Transsexualität ist ein Begriff der Neuzeit – die antiken Griechen kannten ihn nicht. Was sie allerdings kannten, war der Geschlechterwechsel. Zum heutigen Internationalen Tag der Trans*Sichtbarkeit (31. März) werfen wir einen Blick auf die antike Mythe von Iphis, in der Transsexualität ganz selbstverständlich zum Thema wird.

„Herzlichen Glückwunsch, es ist ein …“

Das Ehepaar Ligdus und Telethusa war trotz edler Herkunft arm. Sie hatten bereits eine Tochter und als Telethusa erneut schwanger wurde, mahnte Ligdus, ja kein Mädchen zu gebären! Noch eine Tochter könnten sie sich nämlich nicht leisten. Ligdus sagte sogar, dass er keine weitere Tochter dulden werde. Sollte ein Mädchen geboren werden, müsse es sterben. Telethusa aber spürte das Leben in sich rühren und beschloss, das Kind unter ihrem Herzen zu behalten – egal ob Mädchen oder Junge.

Als die Geburt nahte, erschien die Göttin Isis Telethusa im Traum und verriet der werdenden Mutter, dass sie ein Mädchen gebären würde. Doch sie solle sich nicht fürchten, fuhr Isis fort, und nicht um das Leben ihrer Tochter bangen. Sie solle das Kind als Jungen ausgeben.

Wenige Tage später wurde Iphis geboren. Es war ein Mädchen, doch eilig verhüllte die Mutter das Kind und verkündete dem Vater: Herzlichen Glückwunsch, es ist ein Junge!

Wer bin ich?

Die Freude war groß und das Kind dufte leben. Dankbar nahm Telethusa ihre Tochter an die Brust. Außer Amme und Mutter erfuhr keine Menschenseele, dass Iphis ein Mädchen war. Nicht einmal dem Kind selbst offenbarten sie, wer es war.

So wuchs Iphis in der Vorstellung auf, ein Junge zu sein. Sie wurde unterrichtet wie ein Junge, spielte mit Jungs und wurde behandelt wie ein Junge. Schließlich, mit 13 Jahren, sollte sie vermählt werden. Ihr Vater Ligdus wählte die Ianthe als Partnerin und Iphis, die sich bis dahin selbst für einen jungen Mann gehalten hatte, verliebte sich in Ianthe.

Kann das Liebe sein?

Diese Liebe warf alles über den Haufen: Iphis wurde sich plötzlich darüber bewusst, dass sie den Körper einer Frau hatte. Zugleich fühlte sie sich zu Ianthe hingezogen, wie nur ein Mann sich zu einer Frau hingezogen fühlen konnte.

Iphis verzweifelte über ihr eigenes Sein: Sie war eine junge Frau – fühlte sich aber wie ein junger Mann. Wütend ermahnte sie sich selbst: „Sieh, wie Natur dich schuf, wenn nicht auch selbst du dich täuschest; (Ovid, 8. Buch der Metamorphosen)

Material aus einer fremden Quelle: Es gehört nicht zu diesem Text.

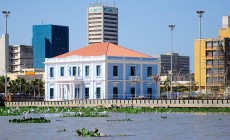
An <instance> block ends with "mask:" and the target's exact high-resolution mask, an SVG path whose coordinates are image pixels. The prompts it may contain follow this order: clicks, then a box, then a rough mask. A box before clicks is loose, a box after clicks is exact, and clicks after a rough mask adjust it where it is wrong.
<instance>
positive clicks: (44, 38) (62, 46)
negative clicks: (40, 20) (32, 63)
mask: <svg viewBox="0 0 230 140" xmlns="http://www.w3.org/2000/svg"><path fill="white" fill-rule="evenodd" d="M32 46H33V57H34V60H33V65H34V68H44V64H43V62H44V61H45V58H52V57H55V56H57V55H60V54H63V53H66V52H69V27H67V26H59V25H51V24H50V25H34V26H33V39H32Z"/></svg>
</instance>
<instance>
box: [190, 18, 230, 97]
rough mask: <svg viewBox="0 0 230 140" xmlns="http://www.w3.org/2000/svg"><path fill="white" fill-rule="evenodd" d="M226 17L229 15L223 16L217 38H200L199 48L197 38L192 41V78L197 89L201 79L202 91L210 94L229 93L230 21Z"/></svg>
mask: <svg viewBox="0 0 230 140" xmlns="http://www.w3.org/2000/svg"><path fill="white" fill-rule="evenodd" d="M226 19H230V16H224V17H223V20H222V24H223V25H222V28H220V29H219V35H218V38H206V39H201V48H200V40H199V39H196V40H195V43H194V68H195V69H194V70H195V71H194V78H195V79H194V80H195V83H196V84H197V89H198V85H199V81H201V83H200V86H201V89H202V91H203V92H205V93H207V94H210V95H215V94H220V95H221V94H222V95H225V96H228V95H230V94H228V93H230V90H229V89H230V26H229V25H230V23H229V21H227V20H226ZM199 50H200V51H199ZM199 52H200V53H199ZM199 58H201V67H199ZM200 78H201V79H200Z"/></svg>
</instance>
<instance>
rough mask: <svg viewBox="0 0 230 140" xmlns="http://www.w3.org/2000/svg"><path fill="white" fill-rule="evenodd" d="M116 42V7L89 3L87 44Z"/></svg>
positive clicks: (117, 20)
mask: <svg viewBox="0 0 230 140" xmlns="http://www.w3.org/2000/svg"><path fill="white" fill-rule="evenodd" d="M99 42H111V43H113V44H118V8H115V7H108V6H100V5H99V4H91V5H90V6H89V8H88V44H93V43H99Z"/></svg>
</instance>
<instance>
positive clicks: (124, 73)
mask: <svg viewBox="0 0 230 140" xmlns="http://www.w3.org/2000/svg"><path fill="white" fill-rule="evenodd" d="M125 92H126V64H125V63H123V99H125V96H126V93H125Z"/></svg>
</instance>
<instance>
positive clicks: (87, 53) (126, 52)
mask: <svg viewBox="0 0 230 140" xmlns="http://www.w3.org/2000/svg"><path fill="white" fill-rule="evenodd" d="M103 55H105V56H121V57H143V58H152V56H149V55H146V54H144V53H140V52H137V51H134V50H132V49H128V48H125V47H122V46H119V45H116V44H113V43H110V42H102V43H94V44H89V45H88V46H85V47H81V48H79V49H76V50H73V51H70V52H68V53H64V54H61V55H58V56H56V57H54V58H63V57H69V56H103Z"/></svg>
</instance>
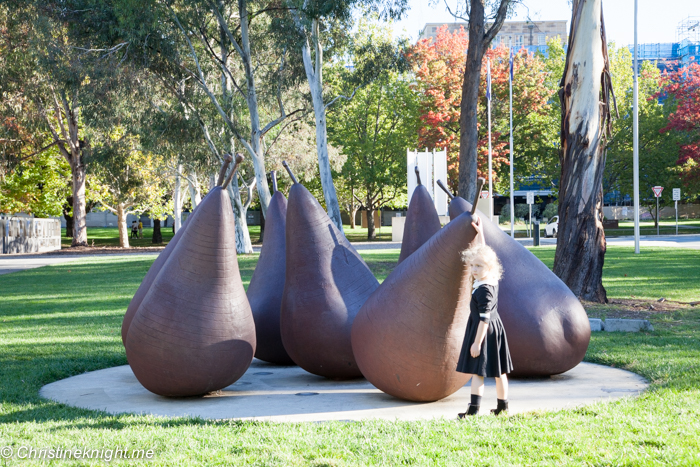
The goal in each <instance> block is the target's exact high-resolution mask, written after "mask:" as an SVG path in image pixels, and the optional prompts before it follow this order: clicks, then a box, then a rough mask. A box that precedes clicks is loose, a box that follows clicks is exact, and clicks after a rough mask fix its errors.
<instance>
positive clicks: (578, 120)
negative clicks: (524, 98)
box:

Doch es half nichts: Sie liebte Ianthe und wollte sie heiraten. Sie wollte ein Junge sein, auch wenn ihr Körper der eines Mädchens war. Iphis war so verzweifelt, dass sie sich das Leben nehmen wollte. Denn welchen Sinn hatte ihr Dasein, wenn sie nicht sein konnte, wer sie wirklich sein wollte? Wenn sie nicht heiraten konnte, wen sie wirklich liebte?

Die Verwandlung

Telethusa, die liebende Mutter, spürte die Verzweiflung ihres Kindes und flehte die Götter um Hilfe. Sie betete zu Isis, der Göttin, die ihr einst geraten hatte, Iphis als Knaben auszugeben. Tatsächlich hatte Isis schon darauf gewartet, von Telethusa gerufen zu werden. Denn schon lange wusste die Göttin, was weder Mutter noch Tochter klar war: Iphis war ein Junge, auch wenn er im Körper eines Mädchens geboren war. Die Göttin wandelte das Geschlecht der Iphis um und befreite ihn so von seinen Qualen. Iphis wurde zum Jungen und konnte seine geliebte Ianthe heiraten.